Edit: This says it better under Claims

https://patents.google.com/patent/WO2015196275A1/en

 

[bsgospel]

https://www.ncbi.nlm.nih.gov/pubmed/30610611

"Adenosine A2A-Cannabinoid CB1 Receptor Heteromers in the Hippocampus: Cannabidiol Blunts Δ9-Tetrahydrocannabinol-Induced Cognitive Impairment."

Abstract
At present, clinical interest in the plant-derived cannabinoid compound cannabidiol (CBD) is rising exponentially, since it displays multiple therapeutic properties. In addition, CBD can counteract the undesirable effects of the psychoactive cannabinoid Δ9-tetrahydrocannabinol (Δ9-THC) that hinder clinical development of cannabis-based therapies. Despite this attention, the mechanisms of CBD action and its interaction with Δ9-THC are still not completely elucidated. Here, by combining in vivo and complementary molecular techniques, we demonstrate for the first time that CBD blunts the Δ9-THC-induced cognitive impairment in an adenosine A2A receptor (A2AR)-dependent manner. Furthermore, we reveal the existence of A2AR and cannabinoid CB1 receptor (CB1R) heteromers at the presynaptic level in CA1 neurons in the hippocampus.
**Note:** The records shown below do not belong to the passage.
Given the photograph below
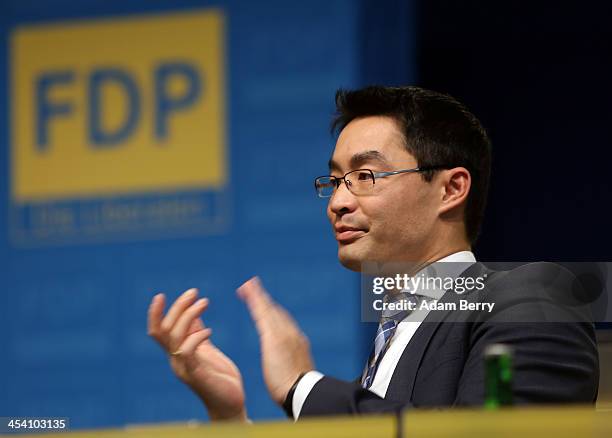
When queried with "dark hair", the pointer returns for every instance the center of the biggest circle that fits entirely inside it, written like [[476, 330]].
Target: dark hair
[[438, 130]]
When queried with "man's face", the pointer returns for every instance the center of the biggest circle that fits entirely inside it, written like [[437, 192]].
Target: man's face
[[396, 222]]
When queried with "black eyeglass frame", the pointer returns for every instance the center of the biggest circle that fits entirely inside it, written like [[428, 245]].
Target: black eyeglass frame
[[375, 175]]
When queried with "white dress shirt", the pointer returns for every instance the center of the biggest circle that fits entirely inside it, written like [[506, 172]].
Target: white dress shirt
[[404, 332]]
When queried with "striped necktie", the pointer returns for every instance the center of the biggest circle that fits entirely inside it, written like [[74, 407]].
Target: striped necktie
[[386, 329]]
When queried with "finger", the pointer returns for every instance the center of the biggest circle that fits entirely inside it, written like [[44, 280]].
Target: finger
[[154, 315], [196, 325], [188, 347], [260, 305], [177, 308], [179, 331]]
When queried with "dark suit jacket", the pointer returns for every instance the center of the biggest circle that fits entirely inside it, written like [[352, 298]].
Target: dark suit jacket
[[554, 349]]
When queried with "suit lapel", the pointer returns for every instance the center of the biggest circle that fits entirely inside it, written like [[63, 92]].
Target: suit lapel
[[404, 376]]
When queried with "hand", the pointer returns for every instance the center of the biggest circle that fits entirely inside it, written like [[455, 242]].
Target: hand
[[285, 350], [194, 358]]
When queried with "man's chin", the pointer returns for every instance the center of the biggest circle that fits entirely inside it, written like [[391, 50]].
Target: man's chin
[[350, 258]]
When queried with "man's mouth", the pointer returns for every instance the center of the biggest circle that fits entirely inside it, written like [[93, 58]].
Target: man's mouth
[[346, 234]]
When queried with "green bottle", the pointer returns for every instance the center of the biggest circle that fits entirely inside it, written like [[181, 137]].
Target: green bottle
[[498, 376]]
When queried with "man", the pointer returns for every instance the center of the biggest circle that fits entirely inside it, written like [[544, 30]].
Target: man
[[408, 183]]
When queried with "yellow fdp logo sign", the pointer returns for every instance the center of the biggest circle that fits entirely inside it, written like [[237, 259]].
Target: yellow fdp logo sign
[[112, 108], [118, 106]]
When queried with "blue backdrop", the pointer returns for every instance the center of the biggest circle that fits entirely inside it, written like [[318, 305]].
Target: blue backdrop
[[73, 314]]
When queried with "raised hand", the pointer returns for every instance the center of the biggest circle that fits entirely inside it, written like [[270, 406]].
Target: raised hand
[[285, 350], [194, 358]]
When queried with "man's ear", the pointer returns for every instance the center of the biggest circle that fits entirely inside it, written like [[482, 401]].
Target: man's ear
[[455, 187]]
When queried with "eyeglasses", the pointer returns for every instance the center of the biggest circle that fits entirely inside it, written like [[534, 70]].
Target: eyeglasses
[[360, 181]]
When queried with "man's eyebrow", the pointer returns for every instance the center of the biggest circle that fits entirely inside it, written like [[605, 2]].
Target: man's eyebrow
[[360, 158]]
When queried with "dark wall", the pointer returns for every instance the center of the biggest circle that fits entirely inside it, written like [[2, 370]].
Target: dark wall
[[537, 75]]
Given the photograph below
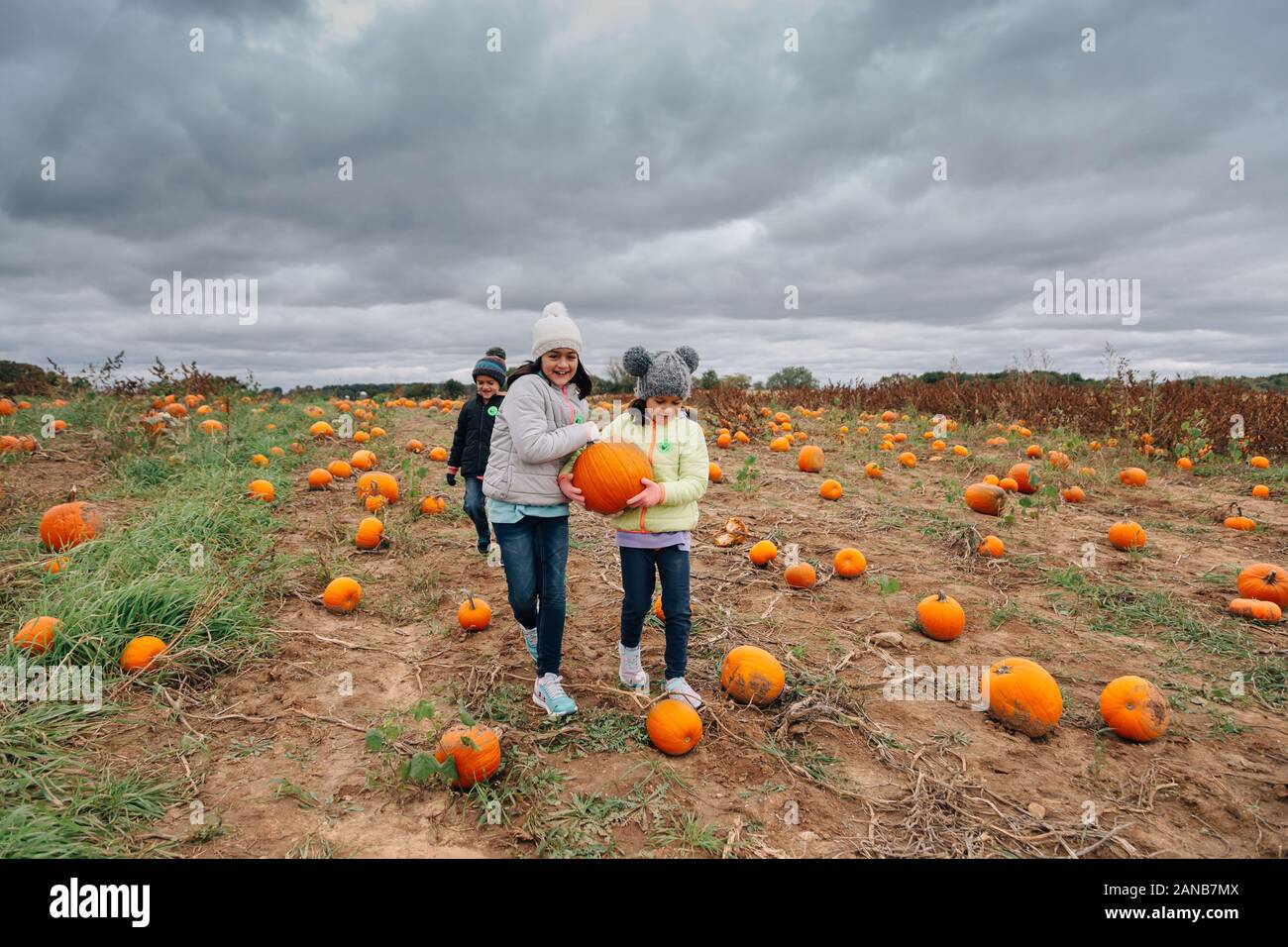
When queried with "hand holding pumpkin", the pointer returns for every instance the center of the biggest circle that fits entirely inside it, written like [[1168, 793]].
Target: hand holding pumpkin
[[649, 496], [572, 492]]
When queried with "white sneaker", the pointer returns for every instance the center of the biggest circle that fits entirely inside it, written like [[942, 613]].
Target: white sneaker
[[549, 694], [679, 689], [630, 672], [529, 641]]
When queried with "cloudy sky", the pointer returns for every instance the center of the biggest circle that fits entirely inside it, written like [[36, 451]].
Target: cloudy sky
[[767, 167]]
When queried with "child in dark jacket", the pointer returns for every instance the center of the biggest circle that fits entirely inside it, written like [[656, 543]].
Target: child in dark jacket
[[475, 438]]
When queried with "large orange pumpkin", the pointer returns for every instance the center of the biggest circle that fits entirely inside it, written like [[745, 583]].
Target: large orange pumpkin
[[1022, 696], [987, 499], [674, 727], [751, 676], [1133, 709], [68, 525], [1263, 581], [476, 750], [608, 474]]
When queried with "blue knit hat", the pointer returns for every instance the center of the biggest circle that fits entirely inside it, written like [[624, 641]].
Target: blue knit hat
[[490, 365]]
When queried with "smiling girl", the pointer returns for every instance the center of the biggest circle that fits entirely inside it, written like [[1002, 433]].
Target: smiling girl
[[653, 530], [542, 420]]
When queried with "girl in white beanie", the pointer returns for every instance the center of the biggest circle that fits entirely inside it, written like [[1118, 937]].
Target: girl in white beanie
[[542, 420]]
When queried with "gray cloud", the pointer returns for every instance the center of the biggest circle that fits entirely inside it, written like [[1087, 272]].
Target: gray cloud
[[768, 169]]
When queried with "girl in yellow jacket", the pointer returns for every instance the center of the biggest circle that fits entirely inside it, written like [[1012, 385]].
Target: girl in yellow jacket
[[653, 530]]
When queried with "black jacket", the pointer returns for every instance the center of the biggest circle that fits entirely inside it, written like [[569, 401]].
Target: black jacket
[[475, 436]]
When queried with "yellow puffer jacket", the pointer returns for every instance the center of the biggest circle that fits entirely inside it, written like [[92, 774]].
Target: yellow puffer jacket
[[678, 451]]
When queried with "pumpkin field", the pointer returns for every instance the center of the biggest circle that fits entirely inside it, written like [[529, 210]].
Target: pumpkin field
[[303, 655]]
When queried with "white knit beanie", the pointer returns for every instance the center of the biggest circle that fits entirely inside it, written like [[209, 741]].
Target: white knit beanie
[[554, 330]]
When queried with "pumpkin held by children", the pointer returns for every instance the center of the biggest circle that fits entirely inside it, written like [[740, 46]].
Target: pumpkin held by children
[[608, 474]]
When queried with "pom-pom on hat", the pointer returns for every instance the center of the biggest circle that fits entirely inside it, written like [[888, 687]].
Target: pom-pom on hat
[[554, 330], [490, 365], [661, 373]]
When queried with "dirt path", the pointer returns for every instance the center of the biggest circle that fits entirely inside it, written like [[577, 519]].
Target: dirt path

Interestingly, our findings support a brain region-dependent A2AR-CB1R functional interplay; indeed, CBD was not capable of modifying motor functions presumably regulated by striatal A2AR/CB1R complexes, nor anxiety responses related to other brain regions. Overall, these data provide new evidence regarding the mechanisms of action of CBD and the nature of A2AR-CB1R interactions in the brain.

 

[Azaghal]

Hi everybody,

just a recent interesting finding :

"Gene Networks Underlying Cannabinoid and Terpenoid Accumulation in Cannabis "
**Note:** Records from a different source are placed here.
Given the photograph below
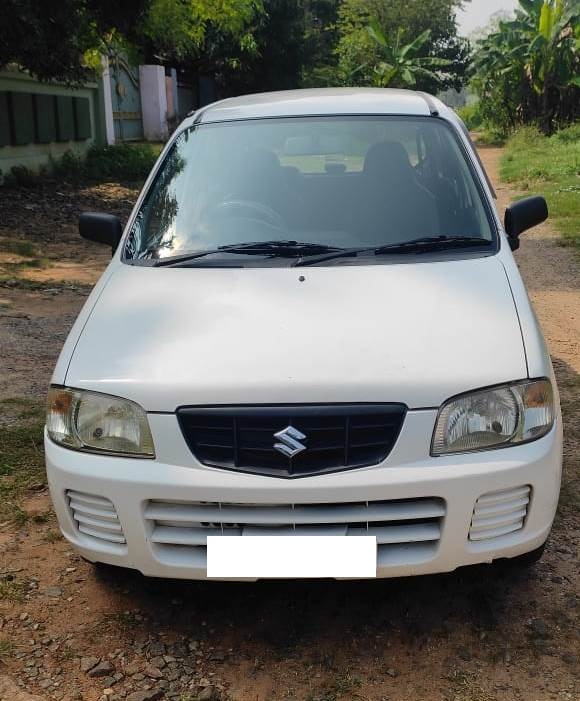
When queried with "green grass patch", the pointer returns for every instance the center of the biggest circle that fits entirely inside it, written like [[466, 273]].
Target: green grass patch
[[21, 455], [548, 166], [18, 247]]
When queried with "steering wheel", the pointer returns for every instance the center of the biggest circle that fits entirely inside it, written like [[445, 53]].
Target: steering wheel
[[246, 209]]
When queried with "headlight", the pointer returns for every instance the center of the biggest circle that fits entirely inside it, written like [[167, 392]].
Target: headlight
[[494, 417], [98, 422]]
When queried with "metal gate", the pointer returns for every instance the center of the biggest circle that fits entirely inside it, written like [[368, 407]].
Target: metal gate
[[126, 100]]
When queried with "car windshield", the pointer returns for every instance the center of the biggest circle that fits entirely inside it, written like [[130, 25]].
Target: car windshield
[[315, 184]]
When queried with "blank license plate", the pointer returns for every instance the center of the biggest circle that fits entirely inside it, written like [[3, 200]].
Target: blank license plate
[[292, 556]]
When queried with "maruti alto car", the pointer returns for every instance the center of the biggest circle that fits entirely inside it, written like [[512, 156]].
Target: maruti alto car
[[312, 325]]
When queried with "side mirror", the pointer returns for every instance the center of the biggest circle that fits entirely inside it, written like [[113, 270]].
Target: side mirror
[[522, 215], [101, 228]]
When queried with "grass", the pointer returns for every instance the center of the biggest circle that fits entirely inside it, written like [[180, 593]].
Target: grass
[[548, 166], [21, 455], [18, 247]]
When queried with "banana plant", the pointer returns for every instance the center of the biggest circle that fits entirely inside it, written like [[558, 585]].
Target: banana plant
[[402, 66]]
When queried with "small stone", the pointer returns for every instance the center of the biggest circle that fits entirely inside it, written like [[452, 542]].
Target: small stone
[[464, 654], [539, 629], [147, 695], [133, 668], [53, 592], [153, 672], [88, 663], [103, 669], [210, 693]]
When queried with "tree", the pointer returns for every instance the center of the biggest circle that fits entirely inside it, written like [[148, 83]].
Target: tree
[[408, 18], [177, 30], [528, 70], [50, 38], [401, 66], [320, 38]]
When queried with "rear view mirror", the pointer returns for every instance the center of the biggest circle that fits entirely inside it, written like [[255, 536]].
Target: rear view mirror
[[101, 228], [523, 215]]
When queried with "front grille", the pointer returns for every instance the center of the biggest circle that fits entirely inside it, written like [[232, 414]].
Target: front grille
[[499, 513], [95, 517], [409, 526], [337, 437]]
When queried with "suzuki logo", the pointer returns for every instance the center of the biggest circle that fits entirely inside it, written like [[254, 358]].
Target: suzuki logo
[[289, 438]]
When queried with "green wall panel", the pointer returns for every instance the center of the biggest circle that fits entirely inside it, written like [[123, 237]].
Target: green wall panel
[[23, 118], [82, 118], [45, 118], [66, 120], [5, 137]]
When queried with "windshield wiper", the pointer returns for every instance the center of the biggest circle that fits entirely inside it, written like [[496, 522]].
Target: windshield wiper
[[431, 243], [420, 245], [291, 249]]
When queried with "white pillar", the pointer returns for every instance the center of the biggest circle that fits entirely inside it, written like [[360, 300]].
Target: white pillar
[[153, 102], [107, 101]]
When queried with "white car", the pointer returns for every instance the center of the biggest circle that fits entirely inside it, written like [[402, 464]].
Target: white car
[[312, 325]]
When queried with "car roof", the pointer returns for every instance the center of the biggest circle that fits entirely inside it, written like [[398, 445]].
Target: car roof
[[321, 101]]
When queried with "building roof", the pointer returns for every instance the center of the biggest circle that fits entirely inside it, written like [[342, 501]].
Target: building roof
[[323, 101]]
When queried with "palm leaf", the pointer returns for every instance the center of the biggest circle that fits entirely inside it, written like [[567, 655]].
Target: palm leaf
[[416, 44]]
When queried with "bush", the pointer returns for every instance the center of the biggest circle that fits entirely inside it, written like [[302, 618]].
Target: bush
[[471, 115], [569, 135], [120, 162]]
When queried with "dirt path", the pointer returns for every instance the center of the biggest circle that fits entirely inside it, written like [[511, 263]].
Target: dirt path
[[552, 276], [68, 632]]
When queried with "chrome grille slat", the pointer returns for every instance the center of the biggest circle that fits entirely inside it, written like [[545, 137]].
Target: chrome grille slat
[[300, 514], [405, 523], [336, 436]]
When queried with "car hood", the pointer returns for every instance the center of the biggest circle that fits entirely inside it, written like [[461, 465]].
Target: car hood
[[412, 333]]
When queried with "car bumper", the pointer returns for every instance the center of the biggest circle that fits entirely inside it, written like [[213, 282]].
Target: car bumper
[[127, 487]]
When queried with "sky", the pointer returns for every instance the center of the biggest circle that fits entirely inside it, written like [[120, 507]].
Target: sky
[[477, 13]]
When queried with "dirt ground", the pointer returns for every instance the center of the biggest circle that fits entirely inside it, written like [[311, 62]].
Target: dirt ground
[[76, 633]]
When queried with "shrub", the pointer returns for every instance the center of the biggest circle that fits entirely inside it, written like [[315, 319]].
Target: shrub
[[471, 115], [119, 162], [570, 135], [21, 176]]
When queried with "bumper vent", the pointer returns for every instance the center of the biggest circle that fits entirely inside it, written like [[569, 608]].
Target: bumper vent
[[405, 524], [95, 517], [332, 437], [499, 513]]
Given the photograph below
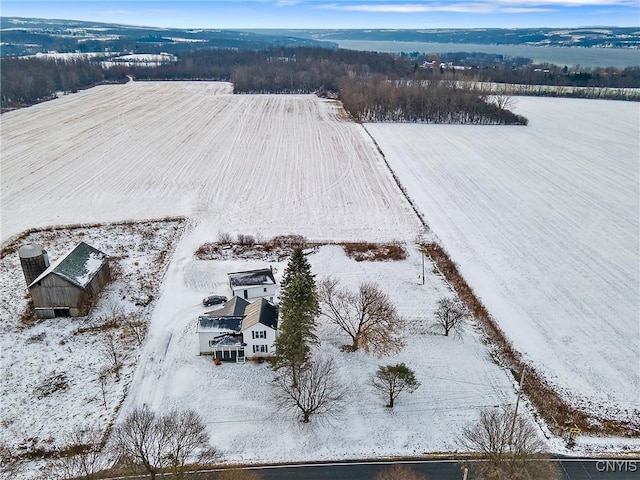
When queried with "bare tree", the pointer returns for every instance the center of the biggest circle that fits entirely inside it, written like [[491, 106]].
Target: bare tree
[[135, 328], [82, 456], [399, 472], [451, 314], [159, 442], [111, 349], [392, 380], [367, 316], [9, 462], [187, 438], [140, 441], [103, 378], [510, 447], [503, 101], [316, 390]]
http://www.plantphysiol.org/content/early/2019/05/28/pp.18.01506

and the full PDF article :

http://www.plantphysiol.org/content/plantphysiol/early/2019/05/28/pp.18.01506.full.pdf

And a little bit info on the lead author who also "co-founded an agricultural biotechnology company, Dewey Scientific" :

https://plantae.org/research/r-plan...-plant-physiology-first-authors-jordan-zager/

https://dailyevergreen.com/46669/news/agriculture-business-wants-to-open-cannabis-farm/

Cheers

 

[bsgospel]

"Glandular trichomes are specialized anatomical structures that accumulate secretions with important biological roles in plant-environment interactions. These secretions also have commercial uses in the flavor, fragrance, and pharmaceutical industries. The capitate-stalked glandular trichomes of Cannabis sativa (cannabis), situated on the surfaces of the bracts of the female flowers, are the primary site for the biosynthesis and storage of resins rich in cannabinoids and terpenoids. In this study, we profiled nine commercial cannabis strains with purportedly different attributes, such as taste, color, smell and genetic origin. Glandular trichomes were isolated from each of these strains and cell type-specific transcriptome data sets were acquired. Cannabinoids and terpenoids were quantified in flower buds. Statistical analyses indicated that these data sets enable the high-resolution differentiation of strains by providing complementary information. Integrative analyses revealed a coexpression network of genes involved in the biosynthesis of both cannabinoids and terpenoids from imported precursors. Terpene synthase genes involved in the biosynthesis of the major mono- and sesquiterpenes routinely assayed by cannabis testing laboratories were identified and functionally evaluated. In addition to cloning variants of previously characterized genes, specifically CsTPS14CT ((-)-limonene synthase) and CsTPS15CT (β-myrcene synthase) we functionally evaluated genes that encode enzymes with activities not previously described in cannabis, namely CsTPS18VF and CsTPS19BL (nerolidol/linalool synthases); CsTPS16CC (germacrene B synthase); and CsTPS20CT (hedycaryol synthase). This study lays the groundwork for developing a better understanding of the complex chemistry and biochemistry underlying resin accumulation across commercial cannabis strains."